No início da década de 1960, o desejo de transformar a sociedade levou o sociólogo a se engajar em campanha em defesa da escola pública. “Ele dizia que sem uma educação aberta, pública, laica, nunca conseguiríamos mudar o Brasil”, recorda Nascimento Arruda. Desenvolvida no âmbito do debate em torno da Lei de Diretrizes e Bases da Educação Nacional, a campanha foi impulsionada pelo projeto substitutivo redigido em 1959 pelo deputado udenista Carlos Lacerda (1914-1977). A aprovação do texto, de caráter privatista e que defendia os interesses das escolas particulares, pelo Congresso Nacional em 1960, desencadeou protestos em várias cidades do país, sob o mote “dinheiro público para a escola pública”. Na época, Fernandes realizou mais de 55 conferências Brasil afora. “O movimento foi parcialmente bem-sucedido, conseguindo importantes alterações na lei, mas não obtendo, como queriam os estudantes, o fim do financiamento público ao ensino privado”, relata o jornalista Haroldo Ceravolo Sereza, na biografia Florestan, a inteligência militante (Boitempo Editorial, 2005).

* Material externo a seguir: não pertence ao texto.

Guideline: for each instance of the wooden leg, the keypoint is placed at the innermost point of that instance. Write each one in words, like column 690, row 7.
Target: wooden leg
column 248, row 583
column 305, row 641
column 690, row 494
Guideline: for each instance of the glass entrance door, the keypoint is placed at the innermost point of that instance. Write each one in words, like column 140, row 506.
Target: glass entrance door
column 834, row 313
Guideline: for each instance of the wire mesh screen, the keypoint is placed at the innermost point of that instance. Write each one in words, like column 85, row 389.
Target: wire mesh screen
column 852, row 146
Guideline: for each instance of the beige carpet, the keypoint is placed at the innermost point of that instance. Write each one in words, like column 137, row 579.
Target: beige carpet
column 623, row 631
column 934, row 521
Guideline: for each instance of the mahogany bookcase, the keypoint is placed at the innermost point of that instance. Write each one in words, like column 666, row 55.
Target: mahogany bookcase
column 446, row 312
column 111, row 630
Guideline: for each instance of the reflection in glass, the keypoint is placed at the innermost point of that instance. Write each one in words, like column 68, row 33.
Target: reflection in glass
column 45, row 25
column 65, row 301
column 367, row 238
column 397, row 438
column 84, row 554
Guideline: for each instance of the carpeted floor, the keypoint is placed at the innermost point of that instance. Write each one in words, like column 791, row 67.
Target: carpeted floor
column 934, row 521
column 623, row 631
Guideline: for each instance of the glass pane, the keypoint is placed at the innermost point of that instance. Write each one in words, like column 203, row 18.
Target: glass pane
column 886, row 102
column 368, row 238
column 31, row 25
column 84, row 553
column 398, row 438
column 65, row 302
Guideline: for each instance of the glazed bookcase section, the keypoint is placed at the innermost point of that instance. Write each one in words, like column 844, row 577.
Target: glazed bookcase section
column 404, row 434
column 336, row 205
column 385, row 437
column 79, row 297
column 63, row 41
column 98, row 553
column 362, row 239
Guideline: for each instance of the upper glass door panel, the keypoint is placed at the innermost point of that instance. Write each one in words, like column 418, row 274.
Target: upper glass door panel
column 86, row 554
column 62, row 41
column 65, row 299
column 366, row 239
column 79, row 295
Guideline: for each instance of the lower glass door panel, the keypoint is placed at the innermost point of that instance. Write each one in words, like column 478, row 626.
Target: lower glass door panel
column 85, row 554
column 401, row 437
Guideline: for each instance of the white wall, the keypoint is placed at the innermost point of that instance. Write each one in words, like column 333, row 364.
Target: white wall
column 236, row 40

A ditadura militar (1964-1985) tentou conter o ímpeto militante de Fernandes. Em 1964, o sociólogo chegou a ficar preso por três dias. Em 1969, depois de ser aposentado compulsoriamente pelo Ato Institucional nº 5, aceitou convite para lecionar na Universidade de Toronto, no Canadá, para onde se mudou, sem a família. Em 1977, quatro anos depois de voltar ao Brasil, tornou-se professor da Pontifícia Universidade Católica de São Paulo (PUC-SP). Eleito deputado constituinte pelo Partido dos Trabalhadores (PT), conseguiu ver incorporadas à Constituição Federal de 1988 34 de suas 96 propostas, entre elas a que garantia a autonomia às universidades e a possibilidade de os estados vincularem parte de sua arrecadação para entidades de fomento à pesquisa científica (ver Pesquisa FAPESP nº 274). Na sequência, emendou outro mandato (1990-1994) no Congresso Federal. Morreu em agosto de 1995, aos 75 anos, seis dias depois de submeter-se a um transplante de fígado. Além da mulher e dos filhos, deixou 12 netos, dois bisnetos e uma vasta obra composta por mais de 50 livros, alguns deles traduzidos para o francês, inglês, alemão e espanhol. “Ele era um apaixonado pelo Brasil”, conclui Florestan Júnior.